Hunger (Sverre Lyngstad 1998 Translation) by Knut Hamsun

Hunger (Sverre Lyngstad 1998 Translation) by Knut Hamsun

Author:Knut Hamsun [Hamsun, Knut]
Language: eng
Format: epub
Tags: Literature
ISBN: 9781101144022
Publisher: Penguin Group
Published: 1890-01-01T00:00:00+00:00


PART THREE

A WEEK WENT BY in joy and gladness.

I was over the worst this time too. I had food every day, my courage rose, and I had more and more irons in the fire. I was working on three or four monographs, which picked my poor brain clean of every spark, every thought that arose in it, and I felt it was going better than before. My last article, which had cost me so much running around and given rise to so much hope, had already been returned by the editor, and I had destroyed it immediately, angry and insulted, without reading it afresh. In the future I would try another paper, in order to open up more opportunities for myself. At worst, if that didn’t help either, I had the ships to turn to. The Nun lay ready to sail at the pier, and I might be able to work my way to Arkhangelsk on it, or wherever it was bound for. So there was no lack of prospects in several quarters.

My last crisis had dealt roughly with me. I began to lose a lot of hair, my headaches were also very troublesome, especially in the morning, and my nervousness refused to go away. During the day I sat and wrote with my hands swathed in rags, merely because I couldn’t stand my own breath on them. When Jens Olai slammed the stable door downstairs or a dog entered the back yard and started barking, I felt as though pierced to the quick by cold stabs of pain which hit me everywhere. I was fairly done for.

I toiled at my work day after day, barely allowing myself time to gulp down my food before going on with my writing again. In those days both my bed and my small wobbly writing table were flooded with notes and manuscript pages I took turns working on, adding new things that would occur to me in the course of the day, erasing, brushing up the dead spots with a colorful word here and there, struggling ahead sentence by sentence with the greatest difficulty. Then, one afternoon, one of my articles was finished at last and, pleased and happy, I stuck it in my pocket and went up to the “Commander’s.” It was high time I bestirred myself to get some money again, I didn’t have very many øre left.

The “Commander” asked me to sit down for a moment, then he would right away . . . And he went on writing.

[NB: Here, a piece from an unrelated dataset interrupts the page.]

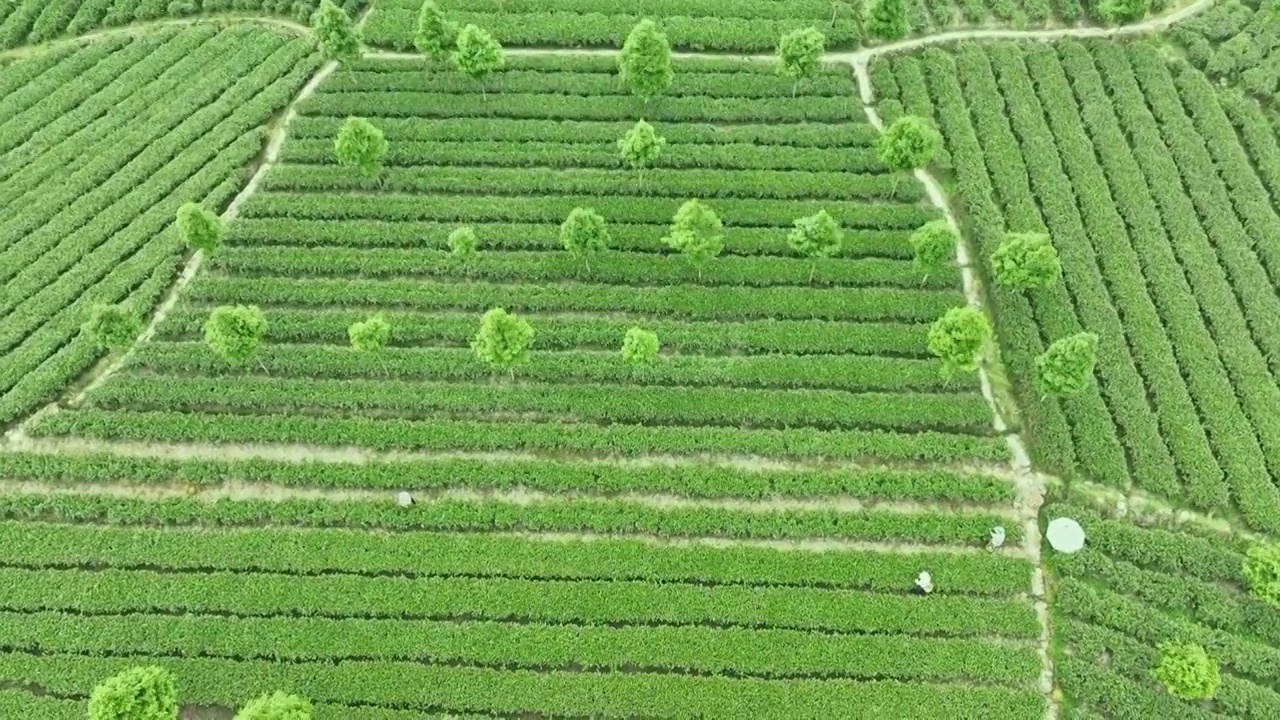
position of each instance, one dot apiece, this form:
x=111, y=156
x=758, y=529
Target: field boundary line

I looked about me in the small office: busts, lithographs, clippings, and an immense wastebasket that looked as though it could swallow a man whole. I felt sad at the sight of that huge maw, those dragon’s jaws which were always open, always ready to receive fresh scrapped writings—fresh blasted hopes.

“What is today’s date?” the “Commander” suddenly asks from his desk.

“The 28th,” I answer, glad to be of service to him.